庭園の守護者と、騎士たちの沈黙
1.庭師ホセの災難
翌朝、オルフェウス伯爵邸の専属庭師、ホセはいつものように夜明けと共に目を覚ました。
彼の家は伯爵邸の敷地内、裏門のすぐ近くに建っている。長年、この屋敷の広大な庭を隅々まで管理してきた彼にとって、庭の草木は家族同然。どこにどの花が咲き、どの枝が伸びているか、すべて頭に入っていた。
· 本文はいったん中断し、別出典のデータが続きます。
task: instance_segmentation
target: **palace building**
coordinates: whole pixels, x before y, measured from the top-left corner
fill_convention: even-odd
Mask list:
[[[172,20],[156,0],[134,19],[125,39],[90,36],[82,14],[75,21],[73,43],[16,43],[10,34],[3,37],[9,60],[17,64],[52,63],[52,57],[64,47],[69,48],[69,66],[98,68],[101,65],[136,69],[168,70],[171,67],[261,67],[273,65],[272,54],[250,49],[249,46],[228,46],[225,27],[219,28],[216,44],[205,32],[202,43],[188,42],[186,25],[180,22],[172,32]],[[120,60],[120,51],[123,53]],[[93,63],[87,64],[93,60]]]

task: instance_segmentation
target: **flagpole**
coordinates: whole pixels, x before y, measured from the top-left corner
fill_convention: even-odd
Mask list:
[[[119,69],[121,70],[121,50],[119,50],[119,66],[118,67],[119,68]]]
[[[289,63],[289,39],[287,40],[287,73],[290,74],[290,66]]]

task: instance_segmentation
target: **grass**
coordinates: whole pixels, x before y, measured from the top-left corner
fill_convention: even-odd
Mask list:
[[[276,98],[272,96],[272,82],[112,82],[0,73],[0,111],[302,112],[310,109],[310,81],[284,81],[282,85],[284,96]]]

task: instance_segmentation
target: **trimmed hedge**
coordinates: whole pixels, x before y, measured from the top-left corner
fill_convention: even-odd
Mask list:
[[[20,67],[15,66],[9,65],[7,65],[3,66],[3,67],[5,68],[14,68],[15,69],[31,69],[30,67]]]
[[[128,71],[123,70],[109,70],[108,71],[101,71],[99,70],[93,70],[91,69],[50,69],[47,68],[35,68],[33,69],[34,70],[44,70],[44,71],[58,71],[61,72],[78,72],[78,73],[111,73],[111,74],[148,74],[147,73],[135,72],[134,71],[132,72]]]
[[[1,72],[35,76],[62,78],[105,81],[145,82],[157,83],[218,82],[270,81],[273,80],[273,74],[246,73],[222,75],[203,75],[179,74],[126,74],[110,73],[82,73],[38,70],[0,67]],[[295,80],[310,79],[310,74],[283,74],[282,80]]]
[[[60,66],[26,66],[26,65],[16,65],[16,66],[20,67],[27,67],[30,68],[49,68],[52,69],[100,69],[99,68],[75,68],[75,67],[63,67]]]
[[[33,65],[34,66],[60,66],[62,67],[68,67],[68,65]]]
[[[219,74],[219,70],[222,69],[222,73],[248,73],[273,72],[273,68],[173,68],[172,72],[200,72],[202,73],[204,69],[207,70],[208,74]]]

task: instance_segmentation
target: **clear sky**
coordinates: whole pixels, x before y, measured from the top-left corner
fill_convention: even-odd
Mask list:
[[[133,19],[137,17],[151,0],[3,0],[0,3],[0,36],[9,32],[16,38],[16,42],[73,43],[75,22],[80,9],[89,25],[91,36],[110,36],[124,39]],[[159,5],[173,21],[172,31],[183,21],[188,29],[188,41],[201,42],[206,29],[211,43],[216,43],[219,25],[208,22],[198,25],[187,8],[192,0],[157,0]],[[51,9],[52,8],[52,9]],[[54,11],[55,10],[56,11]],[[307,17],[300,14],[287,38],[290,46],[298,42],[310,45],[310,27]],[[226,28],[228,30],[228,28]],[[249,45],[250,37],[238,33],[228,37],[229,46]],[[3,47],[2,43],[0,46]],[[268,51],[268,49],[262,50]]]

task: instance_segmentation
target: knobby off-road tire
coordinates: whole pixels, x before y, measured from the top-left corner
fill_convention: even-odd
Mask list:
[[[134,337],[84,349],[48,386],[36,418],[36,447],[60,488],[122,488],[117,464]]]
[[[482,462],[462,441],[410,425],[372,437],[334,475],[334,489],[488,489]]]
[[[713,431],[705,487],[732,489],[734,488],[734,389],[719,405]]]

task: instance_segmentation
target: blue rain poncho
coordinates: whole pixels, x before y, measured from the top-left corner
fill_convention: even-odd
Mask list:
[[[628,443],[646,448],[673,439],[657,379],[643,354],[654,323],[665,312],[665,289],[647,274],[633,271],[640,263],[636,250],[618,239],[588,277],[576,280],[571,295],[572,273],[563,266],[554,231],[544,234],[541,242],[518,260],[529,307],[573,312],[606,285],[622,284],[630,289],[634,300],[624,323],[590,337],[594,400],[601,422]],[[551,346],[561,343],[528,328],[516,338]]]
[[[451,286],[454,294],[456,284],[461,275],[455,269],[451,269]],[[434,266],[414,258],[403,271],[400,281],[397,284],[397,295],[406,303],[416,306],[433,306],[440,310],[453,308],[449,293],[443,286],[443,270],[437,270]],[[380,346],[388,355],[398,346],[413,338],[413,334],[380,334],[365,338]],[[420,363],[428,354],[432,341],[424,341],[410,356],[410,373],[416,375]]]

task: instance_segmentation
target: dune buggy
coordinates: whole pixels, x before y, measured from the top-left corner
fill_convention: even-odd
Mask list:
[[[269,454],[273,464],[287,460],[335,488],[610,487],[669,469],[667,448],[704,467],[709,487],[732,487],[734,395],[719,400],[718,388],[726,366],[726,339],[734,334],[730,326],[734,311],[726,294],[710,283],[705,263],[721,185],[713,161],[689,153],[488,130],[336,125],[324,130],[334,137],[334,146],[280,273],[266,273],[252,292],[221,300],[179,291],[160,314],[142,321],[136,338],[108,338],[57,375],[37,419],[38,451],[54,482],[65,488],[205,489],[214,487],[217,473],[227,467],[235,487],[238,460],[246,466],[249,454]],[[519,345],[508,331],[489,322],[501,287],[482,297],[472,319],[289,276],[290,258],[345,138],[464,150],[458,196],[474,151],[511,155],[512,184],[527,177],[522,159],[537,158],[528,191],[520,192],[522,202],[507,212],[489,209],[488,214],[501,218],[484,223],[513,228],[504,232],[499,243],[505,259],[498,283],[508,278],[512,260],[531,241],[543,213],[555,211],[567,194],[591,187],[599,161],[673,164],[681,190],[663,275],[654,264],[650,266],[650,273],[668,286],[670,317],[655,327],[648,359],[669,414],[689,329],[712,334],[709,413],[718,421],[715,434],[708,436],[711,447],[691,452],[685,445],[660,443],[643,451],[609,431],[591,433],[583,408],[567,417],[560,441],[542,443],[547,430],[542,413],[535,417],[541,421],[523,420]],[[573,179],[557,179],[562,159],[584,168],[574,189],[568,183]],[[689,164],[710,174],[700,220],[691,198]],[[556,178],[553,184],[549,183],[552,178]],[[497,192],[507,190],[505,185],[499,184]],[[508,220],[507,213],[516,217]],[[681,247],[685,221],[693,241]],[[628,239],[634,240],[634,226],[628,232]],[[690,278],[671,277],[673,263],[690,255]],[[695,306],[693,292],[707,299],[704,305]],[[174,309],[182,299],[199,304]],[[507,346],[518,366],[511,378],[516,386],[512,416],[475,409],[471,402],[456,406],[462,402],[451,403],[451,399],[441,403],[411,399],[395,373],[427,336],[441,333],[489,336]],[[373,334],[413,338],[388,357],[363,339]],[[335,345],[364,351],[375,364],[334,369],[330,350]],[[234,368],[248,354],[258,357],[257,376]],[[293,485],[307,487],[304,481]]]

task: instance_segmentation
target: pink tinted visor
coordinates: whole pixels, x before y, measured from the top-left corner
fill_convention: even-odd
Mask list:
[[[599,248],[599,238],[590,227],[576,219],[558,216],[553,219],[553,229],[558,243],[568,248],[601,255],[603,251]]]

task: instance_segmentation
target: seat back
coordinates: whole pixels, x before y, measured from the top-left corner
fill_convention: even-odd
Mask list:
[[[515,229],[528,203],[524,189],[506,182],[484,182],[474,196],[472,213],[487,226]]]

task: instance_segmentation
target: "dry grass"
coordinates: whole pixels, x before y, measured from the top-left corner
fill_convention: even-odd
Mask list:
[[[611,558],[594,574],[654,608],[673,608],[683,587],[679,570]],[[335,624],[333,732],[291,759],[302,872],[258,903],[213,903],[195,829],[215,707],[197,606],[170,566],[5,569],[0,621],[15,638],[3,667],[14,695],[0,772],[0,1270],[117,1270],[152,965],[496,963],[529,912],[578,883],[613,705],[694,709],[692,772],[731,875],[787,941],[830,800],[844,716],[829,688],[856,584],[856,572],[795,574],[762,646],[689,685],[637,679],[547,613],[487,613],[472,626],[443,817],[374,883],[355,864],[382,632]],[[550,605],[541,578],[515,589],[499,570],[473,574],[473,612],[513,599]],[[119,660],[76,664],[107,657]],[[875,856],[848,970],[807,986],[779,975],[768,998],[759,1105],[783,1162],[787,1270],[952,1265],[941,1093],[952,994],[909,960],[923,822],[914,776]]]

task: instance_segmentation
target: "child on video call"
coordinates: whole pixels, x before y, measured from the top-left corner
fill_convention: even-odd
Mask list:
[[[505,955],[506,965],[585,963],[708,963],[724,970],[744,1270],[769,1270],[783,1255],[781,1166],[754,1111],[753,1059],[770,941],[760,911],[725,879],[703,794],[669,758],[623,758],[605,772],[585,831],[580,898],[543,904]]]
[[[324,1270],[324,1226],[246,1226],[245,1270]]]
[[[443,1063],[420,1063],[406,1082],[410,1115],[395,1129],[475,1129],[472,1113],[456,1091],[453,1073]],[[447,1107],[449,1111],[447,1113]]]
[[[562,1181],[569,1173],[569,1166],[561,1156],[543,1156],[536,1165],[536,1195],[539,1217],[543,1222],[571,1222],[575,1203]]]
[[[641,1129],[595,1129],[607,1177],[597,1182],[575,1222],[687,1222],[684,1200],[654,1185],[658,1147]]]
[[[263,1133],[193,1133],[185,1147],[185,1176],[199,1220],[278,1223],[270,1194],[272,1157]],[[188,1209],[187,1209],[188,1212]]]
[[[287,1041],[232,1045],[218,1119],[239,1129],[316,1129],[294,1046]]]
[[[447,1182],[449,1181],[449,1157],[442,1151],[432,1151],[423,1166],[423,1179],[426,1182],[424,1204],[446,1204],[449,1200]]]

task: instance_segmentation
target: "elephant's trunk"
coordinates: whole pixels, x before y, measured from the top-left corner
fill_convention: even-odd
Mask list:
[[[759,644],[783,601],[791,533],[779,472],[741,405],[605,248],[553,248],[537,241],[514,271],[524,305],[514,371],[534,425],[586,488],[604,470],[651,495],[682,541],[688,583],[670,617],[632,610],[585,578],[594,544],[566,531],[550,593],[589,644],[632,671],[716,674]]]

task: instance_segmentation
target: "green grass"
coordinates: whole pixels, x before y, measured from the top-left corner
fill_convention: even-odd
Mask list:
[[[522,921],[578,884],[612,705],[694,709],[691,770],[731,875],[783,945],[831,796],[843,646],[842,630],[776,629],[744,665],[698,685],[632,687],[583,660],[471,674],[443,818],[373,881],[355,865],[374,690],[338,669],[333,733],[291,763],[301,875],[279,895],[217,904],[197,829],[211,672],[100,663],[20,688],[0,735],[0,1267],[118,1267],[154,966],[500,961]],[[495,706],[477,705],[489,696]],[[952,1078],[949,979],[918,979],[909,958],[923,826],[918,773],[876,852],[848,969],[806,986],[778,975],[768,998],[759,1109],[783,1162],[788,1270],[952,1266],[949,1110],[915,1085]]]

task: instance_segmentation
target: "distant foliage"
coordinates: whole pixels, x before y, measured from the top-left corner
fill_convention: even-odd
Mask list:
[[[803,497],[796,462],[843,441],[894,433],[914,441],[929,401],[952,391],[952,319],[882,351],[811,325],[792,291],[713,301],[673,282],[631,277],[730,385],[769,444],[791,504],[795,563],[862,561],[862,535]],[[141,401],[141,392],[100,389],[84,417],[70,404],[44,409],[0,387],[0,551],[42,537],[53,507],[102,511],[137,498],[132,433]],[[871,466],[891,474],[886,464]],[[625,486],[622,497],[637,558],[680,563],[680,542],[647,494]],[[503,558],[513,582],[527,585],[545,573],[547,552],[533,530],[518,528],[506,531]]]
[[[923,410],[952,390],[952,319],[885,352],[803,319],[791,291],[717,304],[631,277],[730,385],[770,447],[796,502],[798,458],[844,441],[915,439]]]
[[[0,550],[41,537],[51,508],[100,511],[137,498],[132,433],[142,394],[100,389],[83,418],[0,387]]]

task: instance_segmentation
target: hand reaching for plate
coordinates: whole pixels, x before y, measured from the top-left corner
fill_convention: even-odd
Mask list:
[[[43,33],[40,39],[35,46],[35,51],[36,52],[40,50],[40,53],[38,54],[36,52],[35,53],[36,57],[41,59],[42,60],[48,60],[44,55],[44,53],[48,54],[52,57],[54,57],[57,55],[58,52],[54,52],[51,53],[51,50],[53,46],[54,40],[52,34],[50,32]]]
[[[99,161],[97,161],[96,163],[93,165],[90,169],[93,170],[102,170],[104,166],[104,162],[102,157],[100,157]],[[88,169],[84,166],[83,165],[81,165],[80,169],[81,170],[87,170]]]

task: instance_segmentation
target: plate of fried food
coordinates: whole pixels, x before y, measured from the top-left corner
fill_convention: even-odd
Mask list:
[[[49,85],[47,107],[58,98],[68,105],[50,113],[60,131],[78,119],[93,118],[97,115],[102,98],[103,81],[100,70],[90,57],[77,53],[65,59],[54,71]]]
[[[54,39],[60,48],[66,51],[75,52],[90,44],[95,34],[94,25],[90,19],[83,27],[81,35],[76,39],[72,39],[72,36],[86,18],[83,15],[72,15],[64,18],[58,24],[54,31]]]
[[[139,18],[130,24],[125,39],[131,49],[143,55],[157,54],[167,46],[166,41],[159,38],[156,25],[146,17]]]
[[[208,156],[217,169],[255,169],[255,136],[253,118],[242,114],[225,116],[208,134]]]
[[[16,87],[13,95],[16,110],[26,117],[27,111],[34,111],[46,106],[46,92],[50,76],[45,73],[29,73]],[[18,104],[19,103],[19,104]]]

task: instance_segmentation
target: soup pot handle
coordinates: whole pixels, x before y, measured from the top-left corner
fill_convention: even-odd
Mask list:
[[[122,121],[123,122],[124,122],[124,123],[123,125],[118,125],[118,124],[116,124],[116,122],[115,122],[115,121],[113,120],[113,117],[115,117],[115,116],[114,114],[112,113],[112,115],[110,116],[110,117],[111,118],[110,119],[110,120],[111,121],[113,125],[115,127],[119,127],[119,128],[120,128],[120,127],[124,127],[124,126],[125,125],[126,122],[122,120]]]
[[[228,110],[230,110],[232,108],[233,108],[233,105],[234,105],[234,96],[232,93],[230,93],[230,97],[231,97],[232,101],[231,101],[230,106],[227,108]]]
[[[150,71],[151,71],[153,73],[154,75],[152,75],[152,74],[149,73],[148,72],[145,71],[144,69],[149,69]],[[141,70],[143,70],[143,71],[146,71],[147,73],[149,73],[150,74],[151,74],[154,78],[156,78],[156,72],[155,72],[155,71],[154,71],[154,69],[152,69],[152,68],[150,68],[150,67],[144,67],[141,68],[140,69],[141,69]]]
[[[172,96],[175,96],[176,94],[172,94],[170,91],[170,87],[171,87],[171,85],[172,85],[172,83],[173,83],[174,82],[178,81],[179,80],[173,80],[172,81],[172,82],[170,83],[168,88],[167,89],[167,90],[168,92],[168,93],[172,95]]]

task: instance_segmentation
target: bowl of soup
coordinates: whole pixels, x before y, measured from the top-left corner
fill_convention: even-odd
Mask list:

「ふぁ……。さて、今日もバラの剪定から始めるか……」
ホセが欠伸をしながら裏門を抜けた、その瞬間だった。
彼は自分の目を疑い、手に持っていた剪定バサミを地面に落とした。
「……え? は? だ、誰だこんな所に木を植えたやつは!!」
昨日までは、手入れの行き届いた芝生が広がっていたはずの場所。
そこには今、高さ数メートルはある立派な、それも黄金色の実をたわわに実らせた「未知の樹木」が、堂々と大地に根を張ってそびえ立っていた。
2.騒然とする伯爵邸
屋敷の中は、早朝からひっくり返ったような騒ぎになっていた。
「不審な侵入者か!?」「一夜にして巨木が現れるなど、魔物の仕業か!?」と騎士たちが色めき立つ。
バタバタバタ……バンッ!
「り、リアナ様! 大変です! 起きてください!!」
リアナの寝室の扉が、壊れんばかりの勢いで開いた。
「エリー! 淑女なら扉はゆっくり開けなさいと言ったでしょう……。まだ夢の中なのよ……」
ベッドの中で丸まっていたリアナが不機嫌そうに顔を出すが、エリーは構わず窓に駆け寄り、重いカーテンを勢いよく引き開けた。
「そ、それどころではないんです! 外を見てください!」
エリーが窓を開け放った、その時。
――ザアアアアァァッ。
風もないのに、外からあの「澄んだ音色」のような木々の揺れる音が響いてきた。
それと同時に、窓から流れ込んできたのは、目が覚めるほど鮮烈で、けれどどこか甘く懐かしい、あの柑橘系の香り。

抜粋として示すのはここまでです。